Today, Rep. Luis Gutierrez (D-IL) slammed Republicans for their coming full-scale attack against immigrants — and Lawrence Downes has a similar piece at the New York Times highlighting all the ways in which the GOP is reinforcing itself as the mass-deportation party. Next week’s GOP efforts aren’t just against President Obama’s recent executive action — they also target 2012’s DACA program, which has successfully recognized more than half a million young immigrants, allowing them to legally work and drive. The GOP has no solutions toward real immigration reform; what they’re championing will push people back into the shadows and result in more families being separated by deportation.
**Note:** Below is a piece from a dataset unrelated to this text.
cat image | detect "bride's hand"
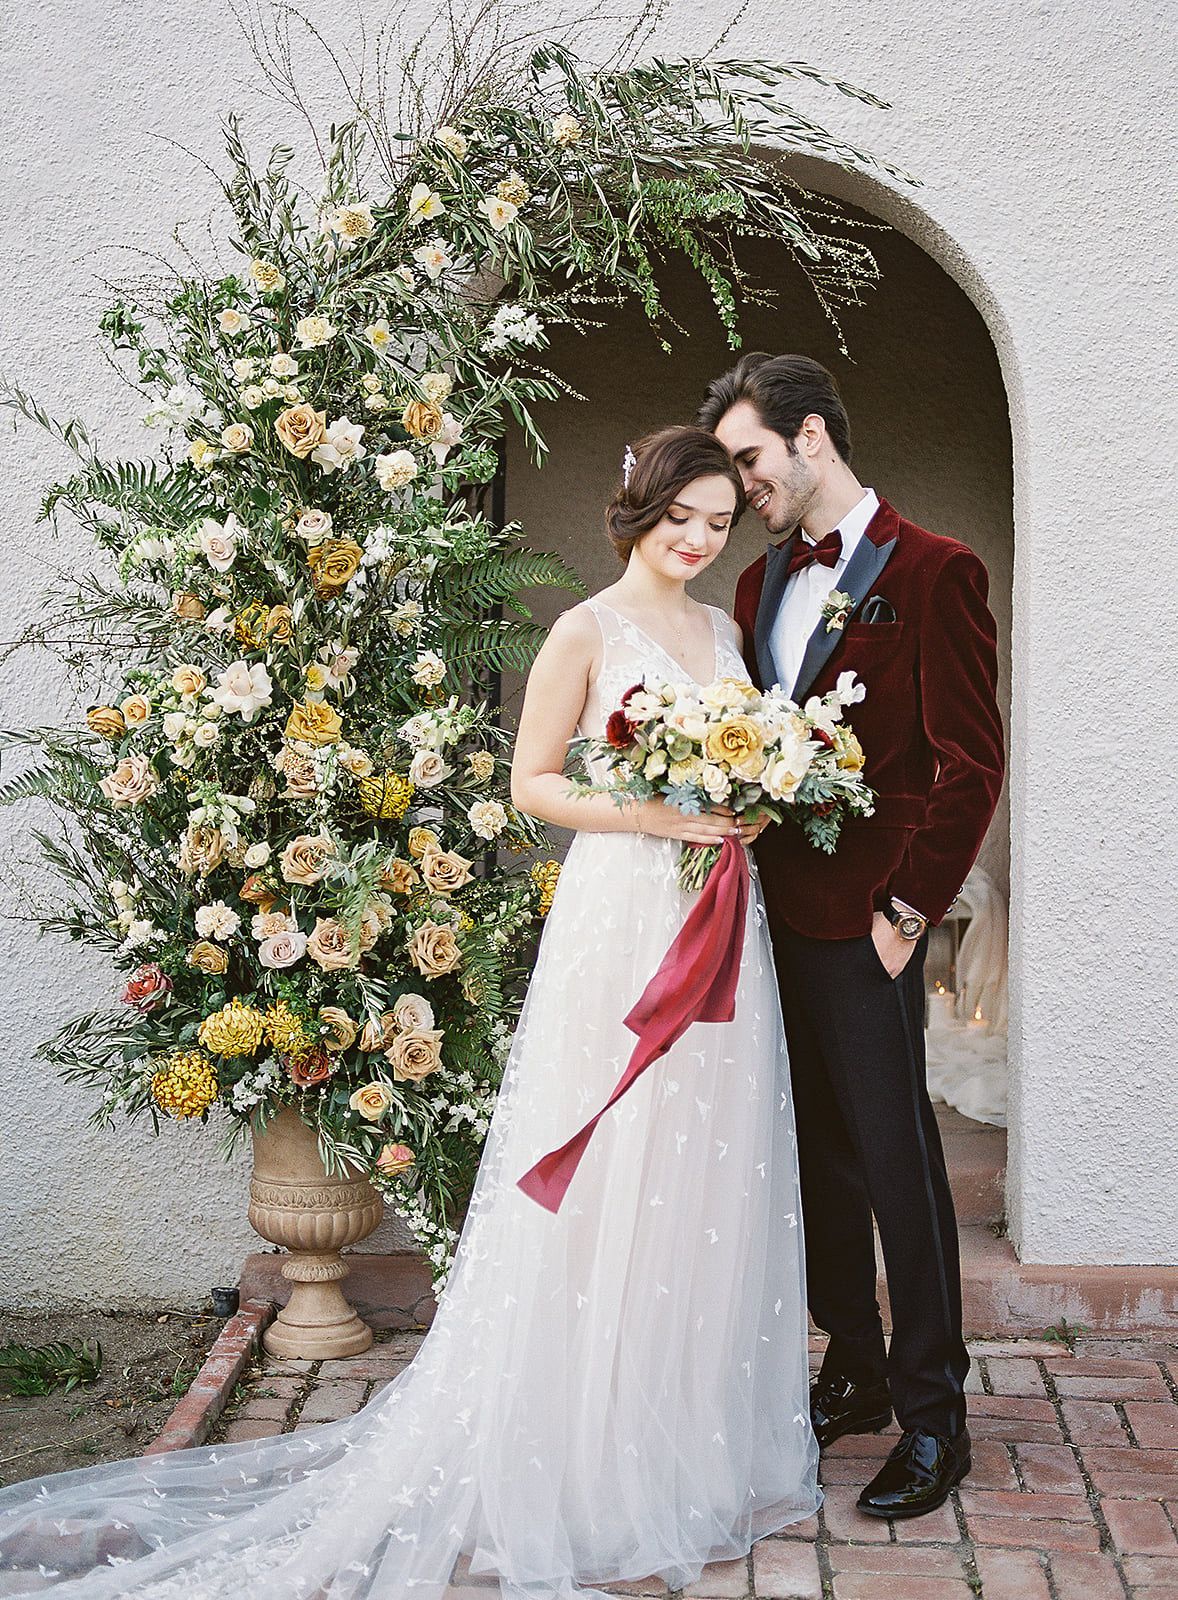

Read Downes’ full piece here or below:
It’s a new year, with a new Congress, but the same old Republican Party hard line on immigration. Harder, actually.
The New York Times and Politico are reporting that the House is getting ready to vote next week on a legislative package that would repeal the broad executive actions taken by President Obama to protect immigrants from deportation. The idea is to gut the president’s ability to use discretion in deciding whom to deport, and to restore the enforcement dragnet that Mr. Obama and the Homeland Security Department recently, and wisely, curtailed.
The G.O.P. is not just seeking to undo the executive actions Mr. Obama announced last November, for young immigrants known as Dreamers and many of their parents. The party also wants to repeal earlier actions going back to 2012, protecting hundreds of thousands of Dreamers and the families of active-duty service members.
That is a lot of people to force back into the deportation line.
What’s striking about this early Republican move is that it is not just stray artillery fire from the party’s wingnut brigade, led by Representative Steve King of Iowa, but a product of the House leadership.
So much for the G.O.P. not being the scary party. This counts as a definite screw-you to immigrants from the party that keeps saying it wants to moderate its stance toward new Americans, and thus broaden its appeal beyond angry white people, but can never bring itself to do so.
Immigration-reform advocates pounced at the news on Friday. On a conference call for reporters on Friday afternoon, Lorella Praeli of the group United We Dream said this was a direct assault by the G.O.P. on 600,000 people who have already received protection from deportation under the program called DACA, and on their families.
“We will fight you in the courts, in the streets, at home and on Capitol Hill,” she said.
She and others noted that this effort — which seems destined to die in the Senate, or be vetoed by Mr. Obama — has nothing to with fixing the immigration problem, but will simply reinforce the lawless status quo.
“Only three words describe the Republican approach to immigrants: deportation, deportation, deportation,” said Representative Luis Gutiérrez, Democrat of Illinois, in a statement on Friday. “The ‘deport them all’ contingent in the Republican Party has the pen and the gavel in the House. I know the Republicans will stop at nothing, but I didn’t think they would start with everything.”